Last fall, while going through some boxes in my basement, I found an old issue of Guitar Player from the ’70s that had Ted Nugent on the cover. It inspired me to dig out an acoustic guitar that I bought years ago. In the last four months, I’ve had a guitar in my hands every day (much to my wife’s dismay), and I now have a Marshall half-stack and a Gibson Les Paul (much to my neighbors’ dismay). I just picked up the February 2007 issue and I have to say you guys are still the best. I can’t wait to rediscover this issue in another 29 years!
Claude Dean, Via Internet

For each of the 101 greats listed in your article, there are thousands upon thousands of us out here trying to find our own musical path and maybe even leave a mark of our own. Thanks for 40 years of a great magazine and your best issue yet.
Rick Sulzer, Mandeville, LA

THE SEAGAL OF THAT GUY


I had to double check and make sure this wasn’t the April issue, or a Mad magazine parody of Guitar Player. Steven Seagal is to the blues—and to music in general—the same as he has been to acting: a joke.
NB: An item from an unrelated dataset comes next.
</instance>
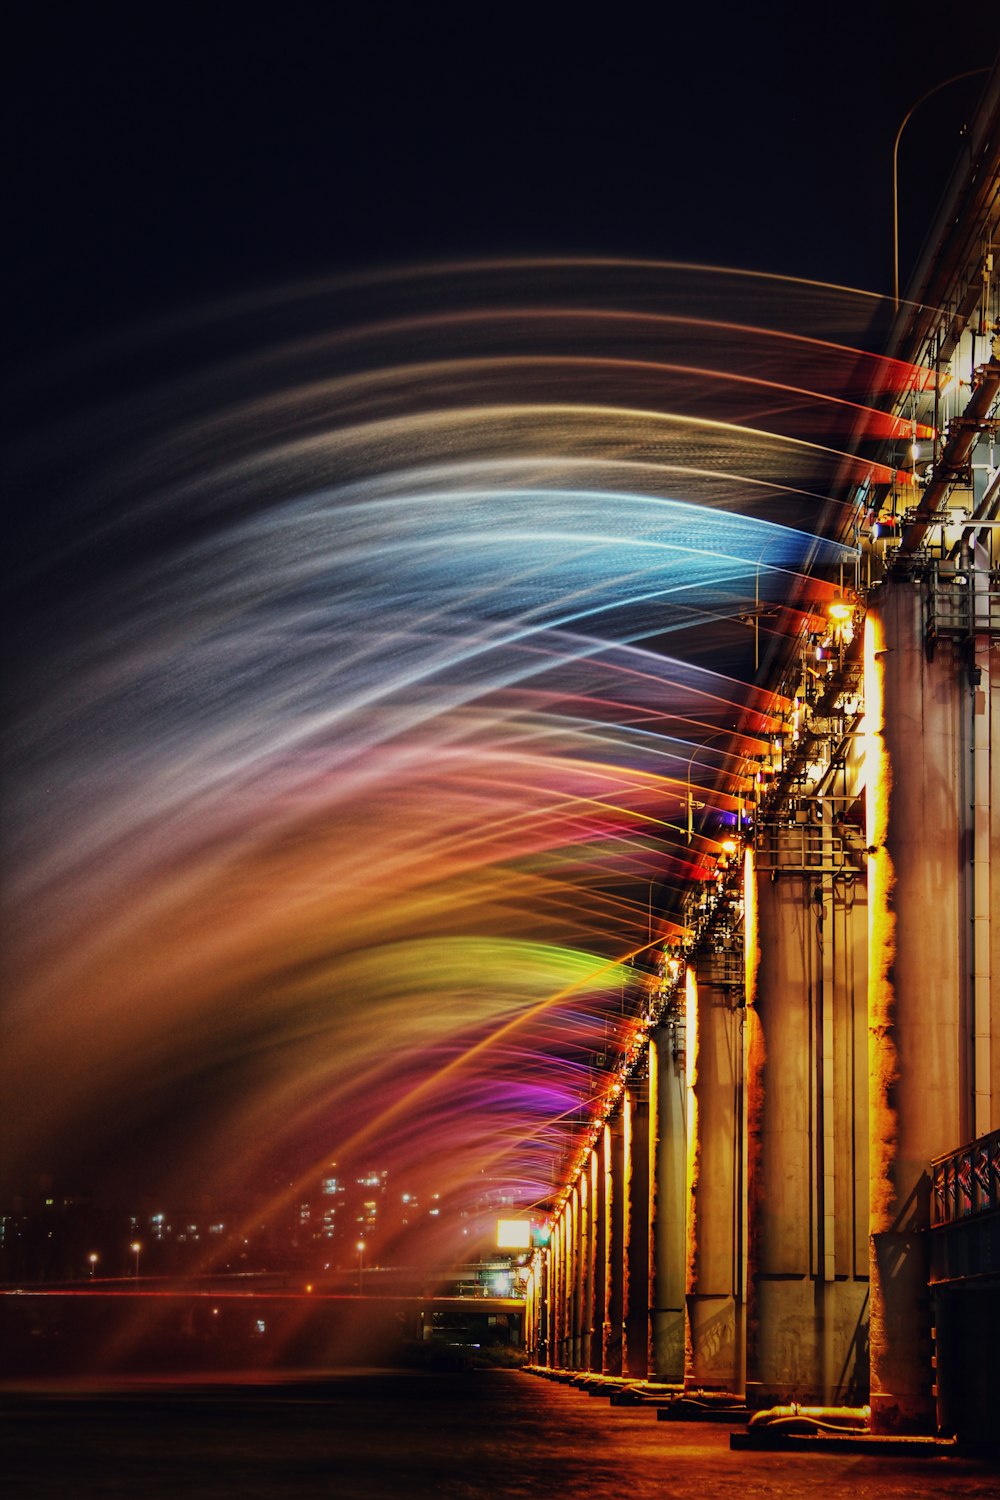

Any of the “101 Forgotten Greats” deserved that space way more than he did, and you know it. I hear Ryan Seacrest has a guitar too and is down with those “ignorant hill country styles.” Maybe you could interview him too.
Old Blues Guy, Chicago, IL

So Steven Seagal finds the open tunings of the Mississippi delta and hill country to be “ignorant.” I’m sure that’ll be news to Robert Johnson, who will undoubtedly unleash a hungry hellhound after Mr. Kung Fu. I’d pay good money to watch Seagal cornered in a dark alley by Mr. Johnson’s demon dog, getting pounded in the head by Keef’s open-G-tuned 5-string Tele. That ought to give the genius Karate Kid a good old-fashioned case of the blues.
Mike F., Via Internet

10 THINGS YOU GOTTA LOVE


I have just finished (for the 10th time) February’s “10 Things You Gotta Know” article. What a great inspiration! I have been a Blackmore fan since first hearing Deep Purple in 1968, and have had the opportunity to see him in concert numerous times. I always come away amazed and challenged by his playing. Now in my mid 50s, I continue to play his licks (at times with very little success!), and am grateful for articles such as yours. I truly believe Mr. Blackmore should be mentioned in the same sentence with Clapton, Beck, Page, Hendrix, and Van Halen.